My 2018 Mathematics A To Z: Box-And-Whisker Plot


Today’s A To Z term is another from Iva Sallay, Find The Factors blog creator and, as with asymptote, friend of the blog. Thank you for it.

Cartoon of a thinking coati (it's a raccoon-like animal from Latin America); beside him are spelled out on Scrabble titles, 'MATHEMATICS A TO Z', on a starry background. Various arithmetic symbols are constellations in the background.
Art by Thomas K Dye, creator of the web comics Newshounds, Something Happens, and Infinity Refugees. His current project is Projection Edge. And you can get Projection Edge six months ahead of public publication by subscribing to his Patreon. And he’s on Twitter as @Newshoundscomic.

Box-And-Whisker Plot.

People can’t remember many things at once. This has effects. Some of them are obvious. Like, how a phone number, back in the days you might have to memorize them, wouldn’t be more than about seven or eight digits. Some are subtle, such as that we have descriptive statistics. We have descriptive statistics because we want to understand collections of a lot of data. But we can’t understand all the data. We have to simplify it. From this we get many numbers, based on data, that try to represent it. Means. Medians. Variance. Quartiles. All these.

And it’s not enough. We try to understand data further by visualization. Usually this is literal, making pictures that represent data.

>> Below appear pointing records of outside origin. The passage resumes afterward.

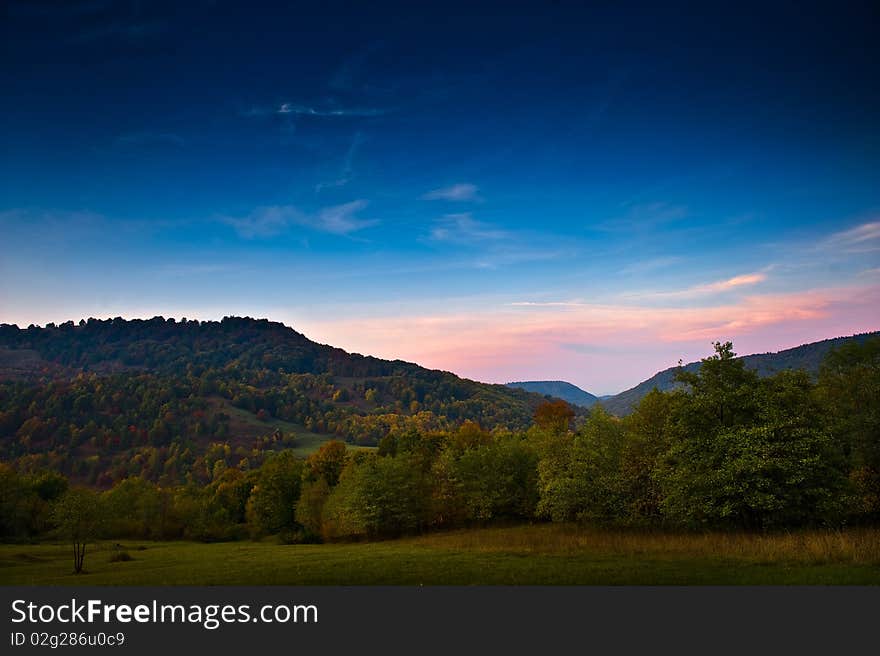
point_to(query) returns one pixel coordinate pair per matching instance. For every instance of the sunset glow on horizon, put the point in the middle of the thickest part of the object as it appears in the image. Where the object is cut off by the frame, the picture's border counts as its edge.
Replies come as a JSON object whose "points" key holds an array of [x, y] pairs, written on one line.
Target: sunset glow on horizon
{"points": [[510, 197]]}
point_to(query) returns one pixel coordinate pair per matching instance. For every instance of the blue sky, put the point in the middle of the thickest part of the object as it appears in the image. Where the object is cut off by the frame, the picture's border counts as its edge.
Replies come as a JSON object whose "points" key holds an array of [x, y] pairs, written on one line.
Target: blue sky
{"points": [[508, 191]]}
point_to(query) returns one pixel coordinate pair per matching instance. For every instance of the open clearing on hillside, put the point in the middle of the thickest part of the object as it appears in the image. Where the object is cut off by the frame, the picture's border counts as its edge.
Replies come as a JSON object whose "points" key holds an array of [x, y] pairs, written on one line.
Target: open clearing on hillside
{"points": [[522, 555], [245, 428]]}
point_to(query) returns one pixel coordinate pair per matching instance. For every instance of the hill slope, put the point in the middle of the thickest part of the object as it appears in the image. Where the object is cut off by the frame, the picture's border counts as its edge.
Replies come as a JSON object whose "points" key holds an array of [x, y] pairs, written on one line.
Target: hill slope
{"points": [[105, 398], [559, 389], [807, 357]]}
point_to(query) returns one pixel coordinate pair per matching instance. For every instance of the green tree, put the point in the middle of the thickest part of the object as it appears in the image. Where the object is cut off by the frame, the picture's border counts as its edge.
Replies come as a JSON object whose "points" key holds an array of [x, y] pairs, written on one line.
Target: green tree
{"points": [[272, 505], [579, 476], [554, 416], [849, 390], [78, 516], [772, 465], [327, 462], [378, 497], [487, 481]]}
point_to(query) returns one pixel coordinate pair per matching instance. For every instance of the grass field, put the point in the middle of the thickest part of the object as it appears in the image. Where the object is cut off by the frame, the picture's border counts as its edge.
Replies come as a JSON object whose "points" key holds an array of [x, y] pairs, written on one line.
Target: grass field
{"points": [[523, 555], [245, 427]]}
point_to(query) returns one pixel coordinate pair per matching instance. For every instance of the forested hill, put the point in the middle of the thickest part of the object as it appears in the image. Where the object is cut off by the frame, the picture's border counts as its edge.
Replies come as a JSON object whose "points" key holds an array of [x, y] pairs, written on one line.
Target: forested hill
{"points": [[98, 395], [807, 357], [559, 389]]}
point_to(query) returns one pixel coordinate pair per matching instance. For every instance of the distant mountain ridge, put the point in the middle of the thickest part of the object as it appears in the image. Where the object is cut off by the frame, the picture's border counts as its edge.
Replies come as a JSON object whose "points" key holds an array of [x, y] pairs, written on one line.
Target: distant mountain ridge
{"points": [[560, 389], [807, 357]]}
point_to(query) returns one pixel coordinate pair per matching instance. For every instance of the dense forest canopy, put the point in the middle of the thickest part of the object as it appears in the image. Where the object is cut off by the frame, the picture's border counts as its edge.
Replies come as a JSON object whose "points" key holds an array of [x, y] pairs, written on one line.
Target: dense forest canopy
{"points": [[101, 400], [163, 422]]}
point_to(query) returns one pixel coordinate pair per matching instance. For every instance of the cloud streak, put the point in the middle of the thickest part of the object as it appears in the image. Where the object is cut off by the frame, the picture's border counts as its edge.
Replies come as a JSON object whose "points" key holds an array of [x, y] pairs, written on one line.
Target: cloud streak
{"points": [[462, 192], [270, 221], [603, 347]]}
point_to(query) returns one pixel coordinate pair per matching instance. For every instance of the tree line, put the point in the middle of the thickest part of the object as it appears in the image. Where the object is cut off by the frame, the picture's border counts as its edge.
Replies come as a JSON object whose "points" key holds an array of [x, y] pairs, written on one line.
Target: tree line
{"points": [[727, 449]]}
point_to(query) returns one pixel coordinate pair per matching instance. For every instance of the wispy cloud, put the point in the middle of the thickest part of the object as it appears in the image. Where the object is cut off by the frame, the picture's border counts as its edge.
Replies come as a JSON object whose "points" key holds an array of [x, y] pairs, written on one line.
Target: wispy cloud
{"points": [[347, 172], [270, 221], [465, 230], [619, 344], [645, 216], [646, 266], [307, 110], [862, 238], [706, 289], [458, 192]]}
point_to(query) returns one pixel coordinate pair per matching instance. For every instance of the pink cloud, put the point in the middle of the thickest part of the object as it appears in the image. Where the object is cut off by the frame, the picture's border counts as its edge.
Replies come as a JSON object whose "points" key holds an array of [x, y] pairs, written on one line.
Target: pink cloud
{"points": [[602, 347]]}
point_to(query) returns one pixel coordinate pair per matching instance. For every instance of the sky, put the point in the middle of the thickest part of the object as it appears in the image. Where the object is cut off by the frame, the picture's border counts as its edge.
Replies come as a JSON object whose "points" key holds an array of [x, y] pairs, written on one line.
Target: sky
{"points": [[544, 191]]}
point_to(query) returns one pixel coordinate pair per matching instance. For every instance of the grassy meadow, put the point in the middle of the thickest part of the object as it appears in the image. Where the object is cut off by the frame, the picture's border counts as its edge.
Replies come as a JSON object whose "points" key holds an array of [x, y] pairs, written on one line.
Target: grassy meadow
{"points": [[545, 554]]}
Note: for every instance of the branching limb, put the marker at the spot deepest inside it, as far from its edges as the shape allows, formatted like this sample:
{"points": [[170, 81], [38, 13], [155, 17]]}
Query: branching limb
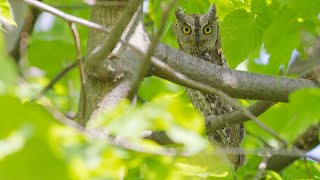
{"points": [[142, 72], [20, 45], [60, 75], [238, 84], [97, 56], [237, 117]]}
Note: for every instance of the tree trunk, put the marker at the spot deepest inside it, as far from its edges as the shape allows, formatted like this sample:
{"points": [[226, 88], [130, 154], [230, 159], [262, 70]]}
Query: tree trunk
{"points": [[104, 89]]}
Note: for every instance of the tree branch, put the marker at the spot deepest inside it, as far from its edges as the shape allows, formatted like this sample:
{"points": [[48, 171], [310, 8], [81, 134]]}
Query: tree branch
{"points": [[237, 84], [97, 56], [60, 75]]}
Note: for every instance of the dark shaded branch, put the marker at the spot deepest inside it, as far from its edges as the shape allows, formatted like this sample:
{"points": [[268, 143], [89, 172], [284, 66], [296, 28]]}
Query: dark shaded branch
{"points": [[307, 141], [237, 117], [97, 56], [60, 75], [159, 137], [237, 84], [27, 28]]}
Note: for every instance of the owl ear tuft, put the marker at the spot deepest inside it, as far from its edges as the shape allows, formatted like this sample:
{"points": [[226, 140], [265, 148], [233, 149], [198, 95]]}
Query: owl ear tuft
{"points": [[212, 11], [180, 14]]}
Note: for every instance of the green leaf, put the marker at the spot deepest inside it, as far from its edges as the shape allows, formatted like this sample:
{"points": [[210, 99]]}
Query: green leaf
{"points": [[8, 70], [292, 119], [238, 30], [281, 38], [25, 129], [306, 9], [51, 56], [5, 12]]}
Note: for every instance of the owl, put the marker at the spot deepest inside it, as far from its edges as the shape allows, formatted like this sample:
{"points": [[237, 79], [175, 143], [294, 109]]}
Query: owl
{"points": [[198, 35]]}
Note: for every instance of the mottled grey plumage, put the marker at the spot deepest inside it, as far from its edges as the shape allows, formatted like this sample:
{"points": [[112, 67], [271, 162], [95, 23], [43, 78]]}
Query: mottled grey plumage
{"points": [[198, 35]]}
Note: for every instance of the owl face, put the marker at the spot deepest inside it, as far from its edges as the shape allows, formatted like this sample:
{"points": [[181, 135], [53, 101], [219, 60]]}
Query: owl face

Now and then somebody visualizes data by something slick, like turning it into an audio recording. (Somewhere here I have an early-60s album turning 18 months of solar radio measurements into something music-like.) But that’s rare, and usually more of an artistic statement. Mostly it’s pictures. Sighted people learn much of the world from the experience of seeing it and moving around it. Visualization turns arithmetic into geometry. We can support our sense of number with our sense of space.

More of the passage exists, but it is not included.